Well, the SES (Somera Esperanto-studado) meeting is winding down now. Today is the last day, and then I leave tomorrow morning to take the train back to Bratislava. After that I’m taking the train up to Berlin, and I’ll be starting back working on Swedish full-time before I arrive in Sweden.
I feel like I’ve made tremendous Esperanto progress this week. “La Hobito” has gone from hard-to-read to easy/moderate. I get everything in the story now, although I’m still fishing out lots of interesting and obscure vocabulary. I’ve made a lot more sentence-based Anki cards from it this week, and I’ll continue reviewing the cards as they come up.
I also bought a comic book called “Diabolik”, which is translated from Italian, and another book called “La Burgo Kondamnita” (apparently written in Russian by Arkadij and Boris Strugackij in 1992, and translated to Esperanto in 2009). $40 to order this sucker on the American Esperanto Association website, but I bought it for €7 here at the libroservo. 🙂
So, I think I now have enough lengthy Esperanto content to really make some huge improvements through reading. “La Burgo Kondamnita” is about twice as long as the Hobbit, so there’s lots there. I’ll slowly work through them piece by piece over the next while, until later this year when I can take some time to go through them in detail. August and September will be too full of intensive Swedish study, I think, so I’ll just be doing incremental Esperanto work and review in that time.
This week has been very helpful for my speaking, since I’ve had all sorts of crazy opportunities to speak to people. I had lots of trouble at the beginning of the week, but it’s much easier now. I still wouldn’t quite say that I’m at “basic fluency” yet, since there are several things that still trip me up, and some important things still seem to be missing somehow, but overall I’m able to have some somewhat satisfying conversations, and functionally get my meaning across.
I can really feel the difference between my Esperanto and German skills now, since my German is based on such a huge amount of foundation from TV and reading, and Esperanto has been mostly just acquiring the basic vocabulary but not doing so much in-depth reading to fully acquire the language. So really, my Esperanto is more based on calculation of various rules, plus whatever I’ve heard from others this week. It doesn’t feel like a personal part of me quite yet, but I hope to change that through reading.
It was really interesting to see so many people here start with almost zero Esperanto (or just horribly low speaking skills at least), and progress over the course of a week into conversant members of the Esperanto community. We talked and laughed together, had some beers and some good times…almost all of it in Esperanto, with ever increasing amounts towards the end of the week.

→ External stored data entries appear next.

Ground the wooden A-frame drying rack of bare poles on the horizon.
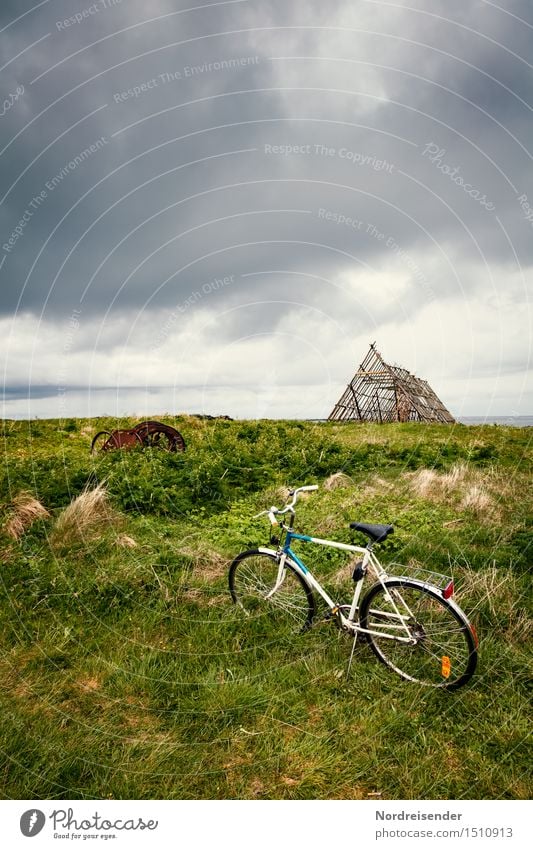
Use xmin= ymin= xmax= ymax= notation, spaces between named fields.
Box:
xmin=328 ymin=343 xmax=455 ymax=424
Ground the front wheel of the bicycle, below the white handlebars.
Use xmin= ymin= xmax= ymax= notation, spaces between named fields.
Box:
xmin=229 ymin=550 xmax=315 ymax=633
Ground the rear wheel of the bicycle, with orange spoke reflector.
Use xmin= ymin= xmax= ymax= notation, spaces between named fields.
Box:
xmin=360 ymin=578 xmax=477 ymax=690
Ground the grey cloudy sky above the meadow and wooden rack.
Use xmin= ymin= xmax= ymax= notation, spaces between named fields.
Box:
xmin=0 ymin=0 xmax=533 ymax=417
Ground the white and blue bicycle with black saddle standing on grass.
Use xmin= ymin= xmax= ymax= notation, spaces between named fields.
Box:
xmin=229 ymin=485 xmax=478 ymax=690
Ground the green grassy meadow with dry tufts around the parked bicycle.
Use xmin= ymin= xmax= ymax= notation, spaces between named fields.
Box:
xmin=0 ymin=417 xmax=533 ymax=799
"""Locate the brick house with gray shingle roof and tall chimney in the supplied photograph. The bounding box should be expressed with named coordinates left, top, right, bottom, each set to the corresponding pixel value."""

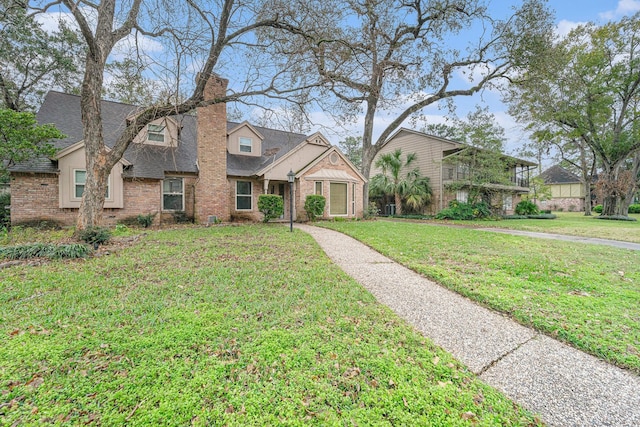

left=10, top=76, right=366, bottom=225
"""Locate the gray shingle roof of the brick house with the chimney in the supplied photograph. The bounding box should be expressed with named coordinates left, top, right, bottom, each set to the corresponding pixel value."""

left=11, top=91, right=307, bottom=179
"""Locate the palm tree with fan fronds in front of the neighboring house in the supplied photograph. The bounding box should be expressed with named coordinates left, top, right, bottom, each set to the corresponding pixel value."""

left=369, top=148, right=431, bottom=215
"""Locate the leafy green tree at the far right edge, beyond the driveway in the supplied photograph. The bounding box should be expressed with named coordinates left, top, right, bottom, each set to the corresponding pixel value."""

left=510, top=15, right=640, bottom=216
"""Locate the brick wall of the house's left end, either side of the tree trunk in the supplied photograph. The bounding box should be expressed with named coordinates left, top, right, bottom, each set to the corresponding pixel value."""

left=11, top=173, right=162, bottom=226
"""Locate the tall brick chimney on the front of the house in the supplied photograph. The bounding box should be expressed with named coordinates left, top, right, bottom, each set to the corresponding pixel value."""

left=195, top=74, right=230, bottom=223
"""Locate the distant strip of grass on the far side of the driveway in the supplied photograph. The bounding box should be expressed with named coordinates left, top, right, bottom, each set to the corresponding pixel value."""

left=424, top=212, right=640, bottom=243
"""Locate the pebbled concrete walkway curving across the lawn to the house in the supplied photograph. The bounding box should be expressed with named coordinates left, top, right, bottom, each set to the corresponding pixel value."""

left=296, top=224, right=640, bottom=427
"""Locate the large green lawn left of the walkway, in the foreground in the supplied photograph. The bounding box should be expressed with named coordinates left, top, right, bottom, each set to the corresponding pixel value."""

left=0, top=225, right=538, bottom=426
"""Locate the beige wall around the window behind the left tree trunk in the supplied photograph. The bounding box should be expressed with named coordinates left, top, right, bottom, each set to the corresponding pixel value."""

left=58, top=148, right=124, bottom=208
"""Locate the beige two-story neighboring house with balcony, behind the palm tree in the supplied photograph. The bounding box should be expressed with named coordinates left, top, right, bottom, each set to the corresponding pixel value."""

left=371, top=128, right=536, bottom=214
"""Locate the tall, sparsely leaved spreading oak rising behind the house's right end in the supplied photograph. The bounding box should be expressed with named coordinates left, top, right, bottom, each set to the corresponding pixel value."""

left=267, top=0, right=551, bottom=207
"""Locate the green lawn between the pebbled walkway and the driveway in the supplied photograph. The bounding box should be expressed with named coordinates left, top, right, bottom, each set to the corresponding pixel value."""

left=322, top=221, right=640, bottom=373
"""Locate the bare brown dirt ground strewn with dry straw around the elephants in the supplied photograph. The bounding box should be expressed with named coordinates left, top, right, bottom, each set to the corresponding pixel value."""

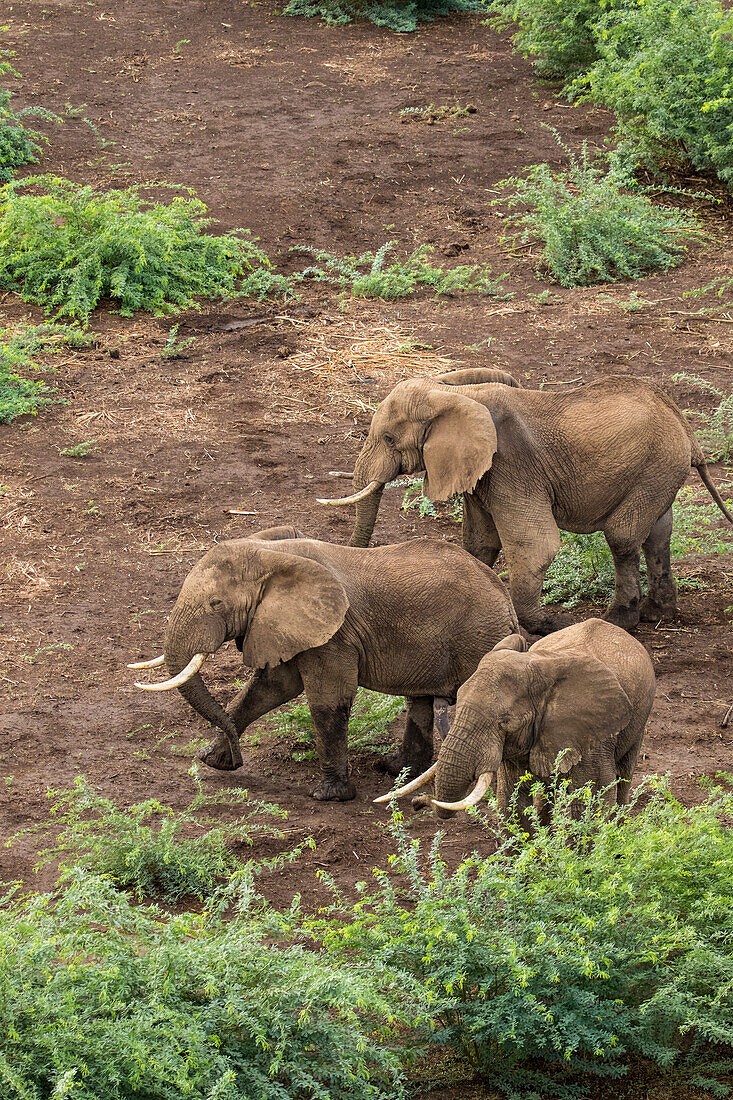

left=0, top=0, right=733, bottom=1096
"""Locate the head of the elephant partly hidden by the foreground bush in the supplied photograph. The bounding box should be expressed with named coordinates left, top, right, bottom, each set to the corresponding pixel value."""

left=434, top=635, right=632, bottom=816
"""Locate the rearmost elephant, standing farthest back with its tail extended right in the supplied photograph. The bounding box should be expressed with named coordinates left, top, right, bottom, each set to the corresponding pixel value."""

left=319, top=370, right=733, bottom=635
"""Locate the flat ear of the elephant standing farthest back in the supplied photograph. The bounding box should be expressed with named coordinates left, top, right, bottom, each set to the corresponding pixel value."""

left=423, top=391, right=496, bottom=501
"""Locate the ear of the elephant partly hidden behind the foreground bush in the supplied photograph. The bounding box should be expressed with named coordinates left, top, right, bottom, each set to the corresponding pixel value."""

left=529, top=656, right=632, bottom=776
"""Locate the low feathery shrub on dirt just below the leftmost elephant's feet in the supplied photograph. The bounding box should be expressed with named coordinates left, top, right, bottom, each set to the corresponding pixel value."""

left=10, top=766, right=287, bottom=901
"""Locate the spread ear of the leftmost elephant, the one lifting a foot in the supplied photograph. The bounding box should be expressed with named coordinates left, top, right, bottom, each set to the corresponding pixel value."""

left=236, top=548, right=349, bottom=669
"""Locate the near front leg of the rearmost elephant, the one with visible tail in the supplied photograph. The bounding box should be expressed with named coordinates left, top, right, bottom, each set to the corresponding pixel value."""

left=500, top=512, right=575, bottom=634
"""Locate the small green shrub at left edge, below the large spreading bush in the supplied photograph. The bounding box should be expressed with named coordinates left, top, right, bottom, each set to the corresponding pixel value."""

left=0, top=325, right=94, bottom=424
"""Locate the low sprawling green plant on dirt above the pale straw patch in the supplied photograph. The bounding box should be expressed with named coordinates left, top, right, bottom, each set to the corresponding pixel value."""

left=291, top=241, right=511, bottom=300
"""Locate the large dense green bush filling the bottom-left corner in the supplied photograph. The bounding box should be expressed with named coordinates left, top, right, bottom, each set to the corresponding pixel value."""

left=0, top=866, right=404, bottom=1100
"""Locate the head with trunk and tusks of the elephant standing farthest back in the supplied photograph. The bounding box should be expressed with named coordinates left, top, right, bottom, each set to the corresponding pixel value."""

left=320, top=372, right=499, bottom=547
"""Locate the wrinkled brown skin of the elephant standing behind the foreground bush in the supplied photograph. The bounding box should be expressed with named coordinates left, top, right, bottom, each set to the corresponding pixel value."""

left=435, top=618, right=655, bottom=816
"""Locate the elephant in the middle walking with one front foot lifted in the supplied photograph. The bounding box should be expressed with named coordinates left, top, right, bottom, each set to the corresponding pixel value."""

left=129, top=527, right=519, bottom=801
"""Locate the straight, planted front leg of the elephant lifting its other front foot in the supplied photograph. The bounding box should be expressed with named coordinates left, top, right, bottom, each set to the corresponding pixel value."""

left=296, top=652, right=359, bottom=802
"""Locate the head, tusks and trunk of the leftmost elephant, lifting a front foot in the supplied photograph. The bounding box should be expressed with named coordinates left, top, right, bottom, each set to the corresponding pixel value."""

left=130, top=531, right=349, bottom=766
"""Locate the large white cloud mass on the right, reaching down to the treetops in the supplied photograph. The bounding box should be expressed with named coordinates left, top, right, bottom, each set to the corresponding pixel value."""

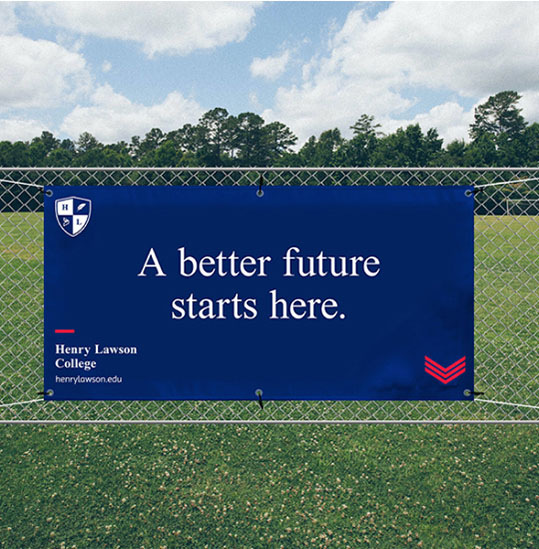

left=263, top=2, right=539, bottom=146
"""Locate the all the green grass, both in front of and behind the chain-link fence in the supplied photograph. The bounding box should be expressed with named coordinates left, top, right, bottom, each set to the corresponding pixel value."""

left=0, top=214, right=539, bottom=548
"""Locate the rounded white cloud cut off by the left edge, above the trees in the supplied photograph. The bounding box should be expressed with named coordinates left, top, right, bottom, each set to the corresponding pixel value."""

left=0, top=35, right=90, bottom=111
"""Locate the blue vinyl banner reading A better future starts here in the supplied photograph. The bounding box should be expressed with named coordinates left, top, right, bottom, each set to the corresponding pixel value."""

left=44, top=186, right=474, bottom=400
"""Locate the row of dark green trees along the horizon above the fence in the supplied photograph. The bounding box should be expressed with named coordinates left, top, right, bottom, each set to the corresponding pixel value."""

left=0, top=91, right=539, bottom=167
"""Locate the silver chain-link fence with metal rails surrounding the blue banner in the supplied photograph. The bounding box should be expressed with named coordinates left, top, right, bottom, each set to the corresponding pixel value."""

left=0, top=168, right=539, bottom=423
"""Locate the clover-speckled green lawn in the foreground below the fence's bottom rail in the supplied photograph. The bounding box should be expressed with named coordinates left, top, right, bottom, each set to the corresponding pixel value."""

left=0, top=425, right=539, bottom=548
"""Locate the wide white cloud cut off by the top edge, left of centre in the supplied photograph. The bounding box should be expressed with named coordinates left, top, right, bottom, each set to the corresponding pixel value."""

left=33, top=2, right=261, bottom=56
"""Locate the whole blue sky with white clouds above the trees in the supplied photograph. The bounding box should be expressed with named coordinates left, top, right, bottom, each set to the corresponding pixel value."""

left=0, top=1, right=539, bottom=145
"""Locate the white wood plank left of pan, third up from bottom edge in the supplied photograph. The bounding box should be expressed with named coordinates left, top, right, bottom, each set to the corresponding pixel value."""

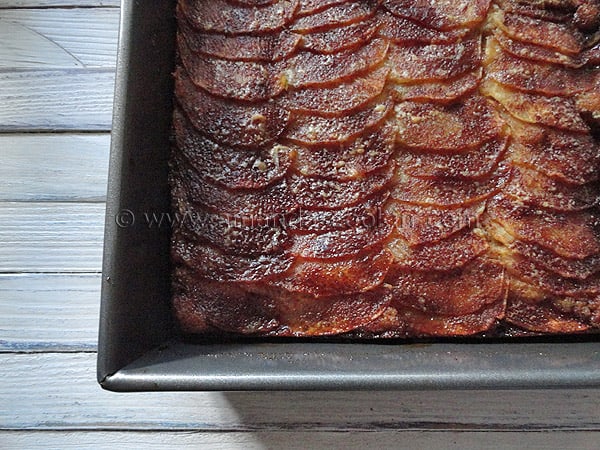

left=0, top=274, right=101, bottom=352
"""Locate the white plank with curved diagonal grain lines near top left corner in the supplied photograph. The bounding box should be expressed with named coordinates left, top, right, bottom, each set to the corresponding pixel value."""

left=0, top=8, right=119, bottom=68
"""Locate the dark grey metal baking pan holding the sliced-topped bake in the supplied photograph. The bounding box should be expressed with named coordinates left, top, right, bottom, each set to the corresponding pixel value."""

left=98, top=0, right=600, bottom=391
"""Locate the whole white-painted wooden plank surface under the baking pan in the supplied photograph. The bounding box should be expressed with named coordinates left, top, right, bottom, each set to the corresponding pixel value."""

left=0, top=0, right=600, bottom=449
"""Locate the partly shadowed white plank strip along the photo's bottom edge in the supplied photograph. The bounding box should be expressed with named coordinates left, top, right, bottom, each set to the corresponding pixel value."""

left=0, top=431, right=600, bottom=450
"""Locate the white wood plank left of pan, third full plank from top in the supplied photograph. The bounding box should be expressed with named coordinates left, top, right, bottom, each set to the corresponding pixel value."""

left=0, top=133, right=110, bottom=201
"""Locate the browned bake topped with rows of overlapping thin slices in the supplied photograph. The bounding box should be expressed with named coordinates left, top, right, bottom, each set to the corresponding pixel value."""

left=170, top=0, right=600, bottom=337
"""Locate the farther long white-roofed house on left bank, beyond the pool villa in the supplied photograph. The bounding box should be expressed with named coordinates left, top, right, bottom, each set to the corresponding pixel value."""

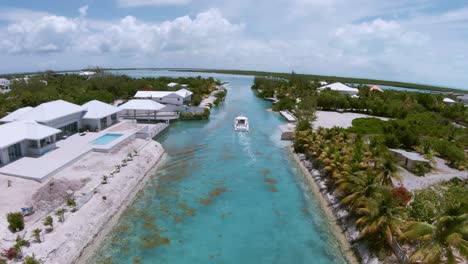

left=134, top=88, right=193, bottom=105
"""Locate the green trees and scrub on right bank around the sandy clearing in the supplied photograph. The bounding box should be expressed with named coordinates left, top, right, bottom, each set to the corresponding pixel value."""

left=252, top=72, right=468, bottom=169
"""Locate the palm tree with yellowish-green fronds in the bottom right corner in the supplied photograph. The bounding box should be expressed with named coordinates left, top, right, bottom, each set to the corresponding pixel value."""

left=402, top=213, right=468, bottom=263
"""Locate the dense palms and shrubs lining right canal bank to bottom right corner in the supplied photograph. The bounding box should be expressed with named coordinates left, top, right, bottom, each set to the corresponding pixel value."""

left=294, top=127, right=468, bottom=263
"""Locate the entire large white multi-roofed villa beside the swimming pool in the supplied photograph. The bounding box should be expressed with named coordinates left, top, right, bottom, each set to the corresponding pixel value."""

left=0, top=100, right=120, bottom=165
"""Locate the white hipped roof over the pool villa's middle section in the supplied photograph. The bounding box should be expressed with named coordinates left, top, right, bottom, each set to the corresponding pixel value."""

I’m very glad I came, and that I had such an opportunity which is usually so far removed from Canadians due to the distances involved. Now that I’ve had the relatively comfortable experience of being in a meeting of beginner Esperantists, I’m eager to jump into one of the yearly congresses…perhaps next year when it comes to Copenhagen in the summer.
That’s about it for now. I’m spending a few more days on Esperanto studying, and then I’ll be adding in more and more emphasis on Swedish to prepare myself for the shock I’ll receive in Sweden where absolutely nobody speaks English! (just kidding ;). Seriously though, a strong basis in Swedish will be required in order to prevent all those English-crazed Swedes from switching over all the time. My scheduled two months there is barely enough time for me to get started learning the language, so I have to have as much of a head start as I can.